Testing is undoubtedly one of the whales on which application development stands. As with any characteristic whale, testing can be fouled with bugs and does not stop for a long time. But the main question is the sufficiency of the test coverage - will all the bugs on the written test cases be caught? Perhaps some will appear only under user load. To identify these, as a rule, the user’s request is detonated and the following chain reaction is activated: the Help Desk specialist, the second line of support and, if lucky, the message of abnormal work falls into the hands of the developer. Yes, an incident may also come from the APM monitoring system (if you have one, of course). But all these things will not allow to unambiguously determine what values ​​the variables took before the exception occurred. In the post we will just talk about the decision, designed to help in such situations.

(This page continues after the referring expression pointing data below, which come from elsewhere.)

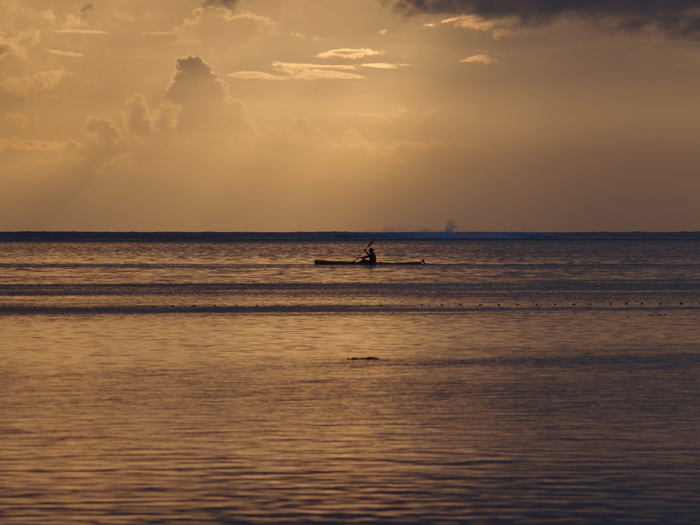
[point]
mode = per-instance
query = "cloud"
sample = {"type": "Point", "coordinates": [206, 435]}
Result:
{"type": "Point", "coordinates": [217, 26]}
{"type": "Point", "coordinates": [69, 54]}
{"type": "Point", "coordinates": [228, 4]}
{"type": "Point", "coordinates": [479, 59]}
{"type": "Point", "coordinates": [677, 18]}
{"type": "Point", "coordinates": [29, 86]}
{"type": "Point", "coordinates": [79, 31]}
{"type": "Point", "coordinates": [206, 107]}
{"type": "Point", "coordinates": [309, 71]}
{"type": "Point", "coordinates": [498, 28]}
{"type": "Point", "coordinates": [350, 53]}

Sit back. Let's talk about
OverOps - a solution for detecting errors in the operation of applications in Java, Scala, Clojure and Groovy. I will show some screenshots and tell you about the main features of the product. In the introduction, it was not by chance that we talked about testing. Errors. arising in a production environment does not necessarily appear in the development and testing environment. And the load of real user activity can produce hitherto unseen exceptions.

')
The essence of OverOps work is as follows:
1) when you start the JVM, the OverOps agent starts next to it;
2) the agent is able to monitor the occurrence of exceptions in the code (both processed and not processed);
3) the agent at the time of the exception removes the heapdump and imposes it on the decompiled bytecode.
As a result, you can see what values ​​the variables took until the time the exception occurred. When an agent is running, the vendor claims its maximum overhead is 3%. At our laboratory stand, with a small load, it was not possible to approach this indicator very strongly, so for now we believe in the word.
I do not know how anyone, but I especially enjoy the monsters that occasionally flash here and there in the interface. It turns out that OverOps has
a whole monster set , individual representatives of which materialize when corresponding errors occur. Funny, yes?

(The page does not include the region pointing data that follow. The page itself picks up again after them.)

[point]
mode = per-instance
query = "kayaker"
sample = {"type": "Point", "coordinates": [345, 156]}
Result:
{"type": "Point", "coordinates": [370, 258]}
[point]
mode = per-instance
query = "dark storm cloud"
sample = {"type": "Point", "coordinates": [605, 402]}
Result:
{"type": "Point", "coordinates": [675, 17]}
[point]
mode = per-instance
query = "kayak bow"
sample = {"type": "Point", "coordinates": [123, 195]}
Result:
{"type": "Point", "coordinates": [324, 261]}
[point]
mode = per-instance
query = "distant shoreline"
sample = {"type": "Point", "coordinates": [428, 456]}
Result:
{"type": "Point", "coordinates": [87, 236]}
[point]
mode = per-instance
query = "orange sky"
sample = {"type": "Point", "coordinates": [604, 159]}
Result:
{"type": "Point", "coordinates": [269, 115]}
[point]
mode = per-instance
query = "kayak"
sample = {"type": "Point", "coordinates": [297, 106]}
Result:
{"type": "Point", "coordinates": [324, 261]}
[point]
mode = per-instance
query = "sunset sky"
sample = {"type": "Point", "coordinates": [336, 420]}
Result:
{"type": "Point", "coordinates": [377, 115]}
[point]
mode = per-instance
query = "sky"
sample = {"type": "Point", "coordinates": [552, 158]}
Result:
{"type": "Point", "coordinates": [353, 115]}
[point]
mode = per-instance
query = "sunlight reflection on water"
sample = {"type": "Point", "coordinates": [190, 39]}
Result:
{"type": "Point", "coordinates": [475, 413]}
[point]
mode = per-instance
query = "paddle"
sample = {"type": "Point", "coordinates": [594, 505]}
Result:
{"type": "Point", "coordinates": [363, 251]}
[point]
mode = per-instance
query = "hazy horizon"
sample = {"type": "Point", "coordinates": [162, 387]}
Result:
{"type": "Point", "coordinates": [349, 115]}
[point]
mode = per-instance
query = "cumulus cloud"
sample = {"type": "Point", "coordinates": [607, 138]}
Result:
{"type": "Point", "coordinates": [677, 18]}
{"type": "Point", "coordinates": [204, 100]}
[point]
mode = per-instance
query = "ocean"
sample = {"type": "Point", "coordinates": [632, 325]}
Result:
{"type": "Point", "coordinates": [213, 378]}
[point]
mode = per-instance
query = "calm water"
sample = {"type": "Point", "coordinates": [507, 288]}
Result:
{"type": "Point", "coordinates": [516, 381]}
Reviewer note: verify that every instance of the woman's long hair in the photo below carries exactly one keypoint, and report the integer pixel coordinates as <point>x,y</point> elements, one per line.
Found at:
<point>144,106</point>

In the interface itself, it looks like this:

The system collects snapshots on a periodic basis (i.e., we will not see all the errors, but we will see their number). You can create rules, for example, “10 mistakes of this kind”: “report there” (“get a bug in Jira”, “schekani in Slack”,
“post it in Twitter” , etc.). The full list of integrations can be viewed at the
link .
Here is an example of my test integration with NewRelic. Details are displayed on the Plugins tab and are accompanied by a direct link to OverOps, which, frankly, is very convenient:

OverOps can filter third-party libraries to exclude them from monitoring. In the interface itself, it looks something like this:

Another of the functionality: the attachment of the source code from the outside, filtering errors, if they contain personal data (configured using regular expressions). From small minuses: do not know how to show the type of the object, if it was inherited from the base type, and the method signature accepts the base type.
By the type of installation of the solution, all possible scenarios are provided: SaaS, Hybrid, On-Premise.
Now, of course, it’s too late to say that OverOps would be very useful in the high season, as it is during periods of increased load that there are great chances to catch various errors that didn’t show themselves at any other time. But for the following holidays and peak attendance relevant to them, it is still worth thinking about carefully monitoring your retail system. Please contact us with questions in the comments. And if the task requires a slightly more thoughtful approach,
our consulting, like the light in a window in a blizzard and blizzard , always appears at the right moment.
Author of the article:
Anton Kasimov , architect of control systems, Jet Infosystems.